第14章 第十四話
木手に言われた言葉が脳裏に浮かび、耳に何度もこだました。
『………男に乱暴された跡があった、って言ってたから……』
「なっ…」
知念が考えていた自殺の理由とは違ったが、母に告げられた事実はそれよりも遥かに大きな衝撃を知念にもたらした。

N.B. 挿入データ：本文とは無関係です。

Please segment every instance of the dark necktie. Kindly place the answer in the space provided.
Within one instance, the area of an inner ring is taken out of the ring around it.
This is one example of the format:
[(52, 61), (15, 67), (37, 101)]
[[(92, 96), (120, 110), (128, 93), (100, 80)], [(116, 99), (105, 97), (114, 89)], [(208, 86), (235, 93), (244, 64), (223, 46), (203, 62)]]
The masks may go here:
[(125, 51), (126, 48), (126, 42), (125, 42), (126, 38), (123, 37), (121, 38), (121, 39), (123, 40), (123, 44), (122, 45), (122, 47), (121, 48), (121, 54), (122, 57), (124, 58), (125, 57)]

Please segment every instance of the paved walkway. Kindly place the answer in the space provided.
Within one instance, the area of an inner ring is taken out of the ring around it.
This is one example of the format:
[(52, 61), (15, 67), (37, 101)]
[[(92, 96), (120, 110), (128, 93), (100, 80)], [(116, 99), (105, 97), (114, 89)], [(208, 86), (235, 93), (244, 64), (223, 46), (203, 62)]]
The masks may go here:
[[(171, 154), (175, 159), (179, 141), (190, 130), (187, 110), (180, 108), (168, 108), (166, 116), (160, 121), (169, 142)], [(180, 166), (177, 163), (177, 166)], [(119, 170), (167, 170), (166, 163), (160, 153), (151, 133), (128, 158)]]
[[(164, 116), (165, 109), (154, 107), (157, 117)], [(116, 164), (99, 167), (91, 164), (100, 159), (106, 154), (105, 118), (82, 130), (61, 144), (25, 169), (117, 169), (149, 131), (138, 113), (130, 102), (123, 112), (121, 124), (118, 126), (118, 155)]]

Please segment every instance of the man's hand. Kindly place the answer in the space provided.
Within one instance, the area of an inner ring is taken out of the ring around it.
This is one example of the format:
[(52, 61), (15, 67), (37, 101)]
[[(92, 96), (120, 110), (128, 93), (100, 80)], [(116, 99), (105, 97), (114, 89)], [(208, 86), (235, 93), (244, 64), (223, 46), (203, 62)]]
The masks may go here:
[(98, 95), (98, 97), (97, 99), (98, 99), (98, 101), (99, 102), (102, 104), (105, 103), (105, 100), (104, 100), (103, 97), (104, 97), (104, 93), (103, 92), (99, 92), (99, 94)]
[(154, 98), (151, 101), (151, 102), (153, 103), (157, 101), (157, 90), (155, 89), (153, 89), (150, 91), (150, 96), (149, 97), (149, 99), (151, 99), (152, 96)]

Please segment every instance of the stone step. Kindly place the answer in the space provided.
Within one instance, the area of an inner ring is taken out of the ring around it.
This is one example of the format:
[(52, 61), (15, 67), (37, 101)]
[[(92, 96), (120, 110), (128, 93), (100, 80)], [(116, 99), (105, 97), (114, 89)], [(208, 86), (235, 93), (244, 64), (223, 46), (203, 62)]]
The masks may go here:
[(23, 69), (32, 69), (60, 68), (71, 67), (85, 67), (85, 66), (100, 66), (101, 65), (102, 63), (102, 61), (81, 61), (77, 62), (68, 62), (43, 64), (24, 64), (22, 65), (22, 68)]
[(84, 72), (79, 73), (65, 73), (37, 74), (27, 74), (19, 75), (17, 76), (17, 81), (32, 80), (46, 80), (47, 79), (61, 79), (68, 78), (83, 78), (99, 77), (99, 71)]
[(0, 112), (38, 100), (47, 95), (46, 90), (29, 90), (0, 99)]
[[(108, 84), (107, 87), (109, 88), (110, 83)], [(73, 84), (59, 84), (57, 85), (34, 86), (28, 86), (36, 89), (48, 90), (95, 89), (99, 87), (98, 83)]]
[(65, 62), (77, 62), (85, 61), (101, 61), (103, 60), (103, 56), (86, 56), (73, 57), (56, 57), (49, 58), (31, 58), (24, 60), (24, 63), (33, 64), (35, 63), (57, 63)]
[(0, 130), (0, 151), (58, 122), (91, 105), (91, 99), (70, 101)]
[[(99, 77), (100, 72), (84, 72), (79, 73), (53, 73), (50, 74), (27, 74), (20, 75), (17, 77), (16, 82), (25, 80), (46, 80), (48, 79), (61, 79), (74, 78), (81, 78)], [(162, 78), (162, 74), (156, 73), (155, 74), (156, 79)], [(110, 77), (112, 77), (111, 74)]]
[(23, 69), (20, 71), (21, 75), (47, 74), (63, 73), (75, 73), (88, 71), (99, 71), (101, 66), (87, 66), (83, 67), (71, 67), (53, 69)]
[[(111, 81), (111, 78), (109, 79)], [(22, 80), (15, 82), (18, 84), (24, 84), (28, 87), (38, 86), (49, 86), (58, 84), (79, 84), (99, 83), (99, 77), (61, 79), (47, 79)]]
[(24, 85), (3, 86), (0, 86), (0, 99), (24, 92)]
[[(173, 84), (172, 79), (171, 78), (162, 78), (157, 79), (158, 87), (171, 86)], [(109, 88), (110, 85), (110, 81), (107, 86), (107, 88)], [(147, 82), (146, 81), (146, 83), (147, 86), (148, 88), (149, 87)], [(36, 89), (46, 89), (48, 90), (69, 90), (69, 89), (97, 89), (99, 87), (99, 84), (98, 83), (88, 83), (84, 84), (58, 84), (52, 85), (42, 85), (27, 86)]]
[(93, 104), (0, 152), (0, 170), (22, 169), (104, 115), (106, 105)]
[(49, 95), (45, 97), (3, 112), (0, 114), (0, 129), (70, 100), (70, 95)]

きらきら輝く如月の笑顔がガラガラと音をたてて崩れていくのが知念の目に浮かんだ。
一体どこの誰が。
何の権利があって彼女にそんな酷いことを。
ギリ、と噛みしめた唇に血が滲むのも気にせず知念はさらに唇を強く噛んだ。
口の中に広がる鉄の味に、知念の体中の血が逆流しそうだった。
母と会話を終え、向かった木手の部屋のドアを軽くノックする。
すぐにドアノブが回って中から木手が顔を出した。
話がある、とホテルのロビーに二人で向かい、先ほど母から聞いた情報を木手にも伝えた。
話を聞いた木手の双眸は大きく見開かれ、握りしめられた両方の拳は怒りに震えていた。
思うことは木手も知念も同じだったようで、どちらからともなく明日の朝一番で沖縄に帰る話になった。
帰ったところで何ができるわけでもないことは、二人とも重々承知していた。
けれどこのままここに残ったところで何も手に着かないのは目に見えていた。
如月を守れなかった罪悪感と後悔を胸に、知念と木手は朝が来るのをただひたすら待ち続けた。